Wednesday, January 20, 2010

Shut the F Up












I'm in the doghouse. When I married my husband, he and I were both moderates politically. With me, it depended on the issue. As the years have passed, he's become ultra conservative, and I've become much more liberal. And he listens to Rush Limbaugh and that radio talk stuff all day at work. So when he comes home, he starts about what is wrong with the liberals, how this country is going to hell because of Obama, blah blah. And me, I argue a little at first, then I shut up and don't say anything. Of course, he doesn't notice. He can go on and on for hours. He gets very emotional about it. I end up mad, and then for days I stew. No more.
I am growing a spine this year. Tonight we went to dinner. A nice dinner out. It's been awhile since we've had dinner out alone.
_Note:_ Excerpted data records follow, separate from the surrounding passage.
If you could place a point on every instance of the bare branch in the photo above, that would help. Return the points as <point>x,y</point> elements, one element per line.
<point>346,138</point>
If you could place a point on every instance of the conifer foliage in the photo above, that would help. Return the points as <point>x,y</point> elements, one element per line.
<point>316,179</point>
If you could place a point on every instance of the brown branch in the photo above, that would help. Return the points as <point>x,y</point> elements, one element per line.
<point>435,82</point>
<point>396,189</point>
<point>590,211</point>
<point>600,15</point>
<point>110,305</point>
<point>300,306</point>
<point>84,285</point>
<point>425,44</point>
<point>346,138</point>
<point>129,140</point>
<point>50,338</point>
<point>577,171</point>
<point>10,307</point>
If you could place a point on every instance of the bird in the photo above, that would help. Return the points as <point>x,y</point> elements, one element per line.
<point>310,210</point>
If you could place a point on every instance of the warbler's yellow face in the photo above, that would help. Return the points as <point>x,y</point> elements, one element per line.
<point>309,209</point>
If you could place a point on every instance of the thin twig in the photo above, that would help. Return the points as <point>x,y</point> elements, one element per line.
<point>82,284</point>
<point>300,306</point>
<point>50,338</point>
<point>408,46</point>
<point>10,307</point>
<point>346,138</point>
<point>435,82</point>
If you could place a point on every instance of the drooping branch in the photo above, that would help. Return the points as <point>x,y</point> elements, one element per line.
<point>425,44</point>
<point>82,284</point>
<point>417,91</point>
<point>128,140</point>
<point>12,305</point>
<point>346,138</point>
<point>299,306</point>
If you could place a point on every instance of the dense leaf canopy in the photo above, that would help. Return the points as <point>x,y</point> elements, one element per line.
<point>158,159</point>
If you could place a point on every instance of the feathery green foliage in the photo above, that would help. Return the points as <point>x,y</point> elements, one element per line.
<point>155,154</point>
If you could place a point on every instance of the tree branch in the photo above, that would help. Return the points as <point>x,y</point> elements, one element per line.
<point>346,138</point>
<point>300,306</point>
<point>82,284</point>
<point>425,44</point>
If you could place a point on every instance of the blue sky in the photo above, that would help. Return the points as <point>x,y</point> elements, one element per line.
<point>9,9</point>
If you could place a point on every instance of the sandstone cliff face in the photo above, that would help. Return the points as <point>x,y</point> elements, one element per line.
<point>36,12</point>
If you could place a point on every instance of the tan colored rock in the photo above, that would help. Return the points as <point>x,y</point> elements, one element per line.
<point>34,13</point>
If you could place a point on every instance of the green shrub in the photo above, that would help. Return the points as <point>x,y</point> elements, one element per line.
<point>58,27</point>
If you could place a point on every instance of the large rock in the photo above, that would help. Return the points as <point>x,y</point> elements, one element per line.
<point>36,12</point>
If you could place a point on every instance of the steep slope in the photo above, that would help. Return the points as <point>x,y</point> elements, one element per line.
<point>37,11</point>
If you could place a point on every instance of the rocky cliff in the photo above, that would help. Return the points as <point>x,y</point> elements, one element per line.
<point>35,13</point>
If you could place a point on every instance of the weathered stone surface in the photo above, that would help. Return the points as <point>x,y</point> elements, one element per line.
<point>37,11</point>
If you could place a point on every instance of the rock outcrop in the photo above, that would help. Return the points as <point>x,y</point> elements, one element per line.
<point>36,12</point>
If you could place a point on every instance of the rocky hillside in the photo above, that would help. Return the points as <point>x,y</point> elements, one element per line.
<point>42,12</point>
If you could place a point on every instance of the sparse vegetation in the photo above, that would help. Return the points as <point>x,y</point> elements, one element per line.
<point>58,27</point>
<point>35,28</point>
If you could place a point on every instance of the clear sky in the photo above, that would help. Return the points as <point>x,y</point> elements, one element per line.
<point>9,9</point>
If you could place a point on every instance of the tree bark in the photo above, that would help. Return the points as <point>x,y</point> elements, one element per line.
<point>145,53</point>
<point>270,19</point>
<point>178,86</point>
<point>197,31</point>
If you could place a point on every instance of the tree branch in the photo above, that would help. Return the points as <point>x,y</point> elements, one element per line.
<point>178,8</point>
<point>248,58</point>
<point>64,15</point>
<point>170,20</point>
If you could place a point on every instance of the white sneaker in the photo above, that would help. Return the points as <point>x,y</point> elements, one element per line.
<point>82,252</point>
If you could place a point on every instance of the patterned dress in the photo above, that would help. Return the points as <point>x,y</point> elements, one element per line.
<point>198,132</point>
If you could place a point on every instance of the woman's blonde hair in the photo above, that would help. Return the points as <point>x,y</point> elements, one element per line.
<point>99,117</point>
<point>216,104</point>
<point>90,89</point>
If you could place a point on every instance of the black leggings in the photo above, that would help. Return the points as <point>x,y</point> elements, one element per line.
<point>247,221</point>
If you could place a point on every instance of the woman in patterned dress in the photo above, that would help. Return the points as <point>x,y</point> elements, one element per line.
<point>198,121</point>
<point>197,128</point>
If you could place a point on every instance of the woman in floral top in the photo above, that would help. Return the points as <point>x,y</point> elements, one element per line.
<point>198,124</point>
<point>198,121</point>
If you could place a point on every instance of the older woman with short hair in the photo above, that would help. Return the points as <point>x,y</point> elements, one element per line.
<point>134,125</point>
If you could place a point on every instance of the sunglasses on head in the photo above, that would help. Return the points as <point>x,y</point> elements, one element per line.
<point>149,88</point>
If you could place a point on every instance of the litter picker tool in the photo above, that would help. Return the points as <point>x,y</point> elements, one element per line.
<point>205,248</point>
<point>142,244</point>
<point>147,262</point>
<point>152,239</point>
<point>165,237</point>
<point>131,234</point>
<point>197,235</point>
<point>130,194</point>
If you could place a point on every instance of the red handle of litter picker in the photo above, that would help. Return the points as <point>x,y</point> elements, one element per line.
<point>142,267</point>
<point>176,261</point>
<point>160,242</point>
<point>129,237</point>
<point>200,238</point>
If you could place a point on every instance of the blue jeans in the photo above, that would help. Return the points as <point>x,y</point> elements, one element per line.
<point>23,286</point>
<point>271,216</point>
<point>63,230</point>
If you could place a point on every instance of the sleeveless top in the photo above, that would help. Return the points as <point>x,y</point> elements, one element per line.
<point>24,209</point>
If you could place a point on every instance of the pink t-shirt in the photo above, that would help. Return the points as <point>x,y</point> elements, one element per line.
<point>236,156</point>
So I was enjoying myself, until...of course, Ted Kennedy's seat etc came up, and he got on a role. I let him go for about fifteen minutes, thinking he would say what he needed to say and stop. No such luck. After fifteen minutes, I said, "You know, you and I see this differently, and I don't agree with you." He ignored that and continued to rant.
So I said, "Did you hear what I just said?" He said yeah, I heard you. Then he started up AGAIN. This time I said, "Look. You feel that way. I don't. I really don't want to hear this."
You'd have thought I had thrown acid on him with the look I got. So then we sat in silence. Of course, I tried to make small talk, but after awhile, there was not much use in talking to myself, so I stopped. He let me know by slamming down the pen and the receipt and his glass that he was mad. And I ignored it. I kept hearing my therapist in my head, saying, "You have to share your feelings. How the other person reacts is none of your business." So I kept repeating that to myself.
Of course, a big part of me wanted to say something to gloss it over and make it all go away. So I tried that. I said, "It's been a long time since we've had a nice evening together like this, and I'd like to spend it talking about something neutral." Silence.
So now we're home, and he's still not speaking. It's going to be a really quiet night and I'm not backing down. So there.